The movie got me confused about the orientiation of Pandey ji. He is shown to be very close with sympathetic English officer, Gordon. But what was shown in the movie looked a lot more than just-good-friends. Imagine two burly & bare wrestlers flexing their muscles in the dirty ring and one of them asks other - "Kal kyun nahi aaye? (Why didn't you come yesterday?)". In another scene, when Housten & fellow officers were beating the hell out of Pandey ji, Gordon comes and save him. After this he removes the locks of hair from Pandey ji's face and asks - "Tum kaise ho? (How are you?)". The insinuations were present everywhere. Gordon comes to the Sepoys' barracks and tell Pandey - "Mujhe tumse akele mein kuch baat karni hai. (I want to talk to you alone)". Pandey says talk in front of my people but then some eye-signals are exchanged and Pandey leaves the barracks with Gordon. Perhaps the makers got aware of this and hence, were forced to include Rani Mukherjee & Amisha Patel. Both of them are totally wasted. Rani has one mujra in the movie but if it could've gone to the another "mujra" girl in the movie, it would've added more "value" to the movie. Amisha Patel's role was totally unnecessary. Don't know how did she persuade the makers to include her in the movie.

Didn't you hate the Hindi-then-English narration in the previous paragraph? If that annoyed you, you'll probably tear your hair in the movie. Whenever Englishmen are shown talking in English, they are given the time to finish their dialogues and then Om Puri's voice repeats each and every thing said, translating every single word. No wonder movie got a "bit" lengthy.

Rediff published some very interesting excerpts from the book "Mangal Pandey: Brave Martyr or Accidental Hero?" by Rudrangshu Mukherjee. It states that the main reason behind the rebellion was the fat on the new cartridges and on the day when Mangal Pandey revolted, he was allegedly intoxicated with Bhaang. It was an isolated event but after almost a month of the hanging, mutiny broke out in various barracks in the planes of Ganga. The movies, presumably in the pursuit to color Pandey as first nationalist freedom fighter, moves far from this possibility. It's hard to imagine that Pandey, just a Sepoy, would fight for Azadi. He was from common peasent folks, who were accustomed to be ruled by royals in the past & company during those days. Moreover, concept of a unified India must have been very far fetched at that time. Till about few decades ago, the subcontinent was divided between numerous small states and they all got unified under company-raj. If not for the cartridges, Pandey could have been serving company loyally and got retired with pension.

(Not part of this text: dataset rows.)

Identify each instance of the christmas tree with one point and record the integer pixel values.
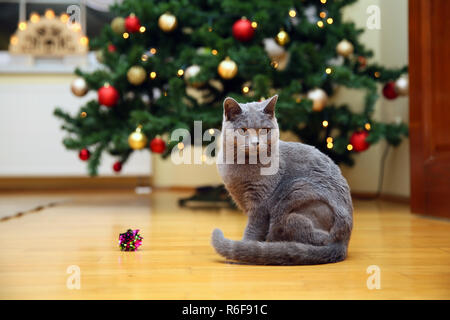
(168, 63)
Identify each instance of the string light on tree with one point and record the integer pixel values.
(192, 72)
(79, 87)
(282, 37)
(402, 86)
(137, 139)
(227, 69)
(345, 48)
(167, 22)
(136, 75)
(319, 98)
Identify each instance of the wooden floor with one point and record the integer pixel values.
(177, 262)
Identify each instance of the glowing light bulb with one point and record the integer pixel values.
(64, 18)
(34, 17)
(49, 14)
(14, 40)
(22, 26)
(84, 41)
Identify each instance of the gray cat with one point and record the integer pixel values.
(301, 214)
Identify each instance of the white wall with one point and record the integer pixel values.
(30, 136)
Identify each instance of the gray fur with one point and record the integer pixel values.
(302, 214)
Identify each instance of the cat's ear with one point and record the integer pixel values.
(270, 106)
(231, 108)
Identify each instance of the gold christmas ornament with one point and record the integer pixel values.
(137, 140)
(227, 69)
(191, 72)
(402, 86)
(319, 98)
(282, 37)
(344, 48)
(118, 25)
(79, 87)
(136, 75)
(167, 22)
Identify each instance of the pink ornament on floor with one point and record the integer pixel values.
(130, 240)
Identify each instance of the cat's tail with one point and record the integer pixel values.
(277, 253)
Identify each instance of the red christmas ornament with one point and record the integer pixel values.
(111, 48)
(117, 166)
(389, 91)
(157, 145)
(358, 141)
(243, 30)
(132, 23)
(84, 154)
(108, 96)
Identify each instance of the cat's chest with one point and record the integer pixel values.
(249, 194)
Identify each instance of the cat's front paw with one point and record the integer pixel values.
(217, 235)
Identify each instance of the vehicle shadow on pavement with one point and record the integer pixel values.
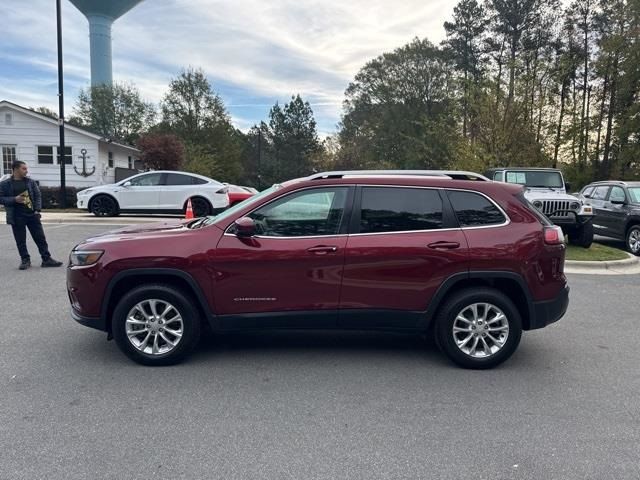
(329, 343)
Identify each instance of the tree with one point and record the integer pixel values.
(161, 151)
(400, 110)
(191, 107)
(464, 38)
(293, 138)
(117, 112)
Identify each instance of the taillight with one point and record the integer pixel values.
(553, 235)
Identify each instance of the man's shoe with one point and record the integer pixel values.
(50, 262)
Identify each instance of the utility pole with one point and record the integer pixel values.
(61, 148)
(259, 155)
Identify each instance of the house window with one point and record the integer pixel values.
(45, 155)
(8, 157)
(67, 155)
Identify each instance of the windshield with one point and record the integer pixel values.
(535, 178)
(249, 201)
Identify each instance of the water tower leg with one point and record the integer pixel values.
(100, 40)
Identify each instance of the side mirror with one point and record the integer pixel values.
(245, 227)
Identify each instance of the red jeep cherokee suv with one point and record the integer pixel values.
(447, 253)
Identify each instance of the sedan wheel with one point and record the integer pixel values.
(104, 206)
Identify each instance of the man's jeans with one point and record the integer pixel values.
(32, 222)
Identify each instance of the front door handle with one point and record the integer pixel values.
(444, 245)
(322, 249)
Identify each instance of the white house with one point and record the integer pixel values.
(34, 138)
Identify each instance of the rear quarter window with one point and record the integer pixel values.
(475, 210)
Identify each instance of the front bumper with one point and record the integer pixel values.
(92, 322)
(549, 311)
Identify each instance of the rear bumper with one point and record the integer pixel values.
(549, 311)
(93, 322)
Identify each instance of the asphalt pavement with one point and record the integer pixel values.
(314, 405)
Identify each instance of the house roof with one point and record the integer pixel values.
(53, 121)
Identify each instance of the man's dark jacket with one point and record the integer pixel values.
(8, 198)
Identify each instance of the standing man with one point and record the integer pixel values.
(21, 198)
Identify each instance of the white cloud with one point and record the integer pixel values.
(249, 48)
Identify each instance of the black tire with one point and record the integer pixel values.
(633, 240)
(182, 303)
(582, 236)
(201, 207)
(455, 306)
(104, 206)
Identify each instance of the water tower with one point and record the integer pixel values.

Even if we overlook the gliches in history part of it and treat the movie as totally fictional, it's simply not entertaining! I don't know what took them four years to complete this movie? They should've given the job to Subhash Ghai. He would've made the movie in half the time on Kisna's sets! "The Rising" was only slightly better than Kisna and Kisna was a big pain in neck!

Final verdict: Hype is phoney, it's not worth your money!

UPDATE: Now that we are at the topic, I want to discuss this posting, here. From the post
Mangal Pandey gave up his life to protect his beliefs for the religion he belonged to. So did other soldiers who mutinied at that time. Viewed in the context of the present, people's religious sensitivities seem to have sadly undergone a sea-change. Even staunch religious organisations which pretend to protect their religion and breathe fire and fume at the slightest provocation, do nothing to stop such actions against their beliefs. And the people themselves - whether staunch Hindu or Jain - out of ignorance or indifference, seem to have little concern.
I am infact very *happy* for this change. I'm not very religious myself, but I don't think religion is all about the icons and rituals. Read the entire post, it's another way to look at it.

1 comment:

Raj said...

The movie was bad and the translations were very annoying.